Thanks for pointing this out; I'll look at the mads:affiliation; may be an oversight. Is it better in madsrdf?
We run the html display from the MADSRDF; here's the conversion from MARC to MADSRDF:
https://github.com/lcnetdev/marcauth-to-madsrdf
If you look at the MADSRDF, we've taken a lot of MARC controlfield data and converted it to collections:
From: https://id.loc.gov/authorities/names/n2025504122.madsrdf.rdf
<madsrdf:isMemberOfMADSCollection rdf:resource="http://id.loc.gov/authorities/names/collection_NamesAuthorizedHeadings"/>
<madsrdf:isMemberOfMADSScheme rdf:resource="http://id.loc.gov/authorities/names"/>
<madsrdf:isMemberOfMADSCollection rdf:resource="http://id.loc.gov/authorities/names/collection_LCNAF"/>
Some are more important to pay attention to, like:
<madsrdf:isMemberOfMADSCollection rdf:resource="http://id.loc.gov/authorities/names/collection_NamesUndifferentiated"/>
Undiferrentiated names are not for a single person. I looked up "Smith, Jim" and found https://id.loc.gov/authorities/names/n87147358; not a real person but a placeholder. You might not want to put much effort into a generic name like that.
Nate
-----Original Message-----
From: Code for Libraries <[log in to unmask]> On Behalf Of Stuart A. Yeates
Sent: Monday, May 04, 2026 6:06 PM
To: [log in to unmask]
Subject: Re: [CODE4LIB] Regexp for rewriting LoC LCCN authorised personal names
CAUTION: This email message has been received from an external source. Please use caution when opening attachments, or clicking on links.
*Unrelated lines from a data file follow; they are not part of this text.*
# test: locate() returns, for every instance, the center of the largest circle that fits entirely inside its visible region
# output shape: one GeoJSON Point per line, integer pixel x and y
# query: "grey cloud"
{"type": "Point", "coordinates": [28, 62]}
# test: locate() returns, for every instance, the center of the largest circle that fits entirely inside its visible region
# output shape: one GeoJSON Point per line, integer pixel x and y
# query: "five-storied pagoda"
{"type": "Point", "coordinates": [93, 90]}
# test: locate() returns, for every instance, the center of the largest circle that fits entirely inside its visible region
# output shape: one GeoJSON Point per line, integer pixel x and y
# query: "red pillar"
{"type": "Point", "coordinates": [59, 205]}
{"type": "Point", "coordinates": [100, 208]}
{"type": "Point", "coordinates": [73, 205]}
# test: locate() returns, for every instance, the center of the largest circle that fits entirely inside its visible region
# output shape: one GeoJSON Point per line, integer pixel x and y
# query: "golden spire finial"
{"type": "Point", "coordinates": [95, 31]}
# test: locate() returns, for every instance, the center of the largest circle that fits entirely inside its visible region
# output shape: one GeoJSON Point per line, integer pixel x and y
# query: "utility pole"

Either not all of the information in the HTML is in the MARCXML, or the documentation at https://www.loc.gov/marc/authority/index.html is insufficient for me to extract it.
For example "Collection Membership(s) - Names Collection - Authorized Headings" is not obviously apparent in the MARCXML using the documentation.
If the HTML is generated from the MARCXML, can you point me to the code for that?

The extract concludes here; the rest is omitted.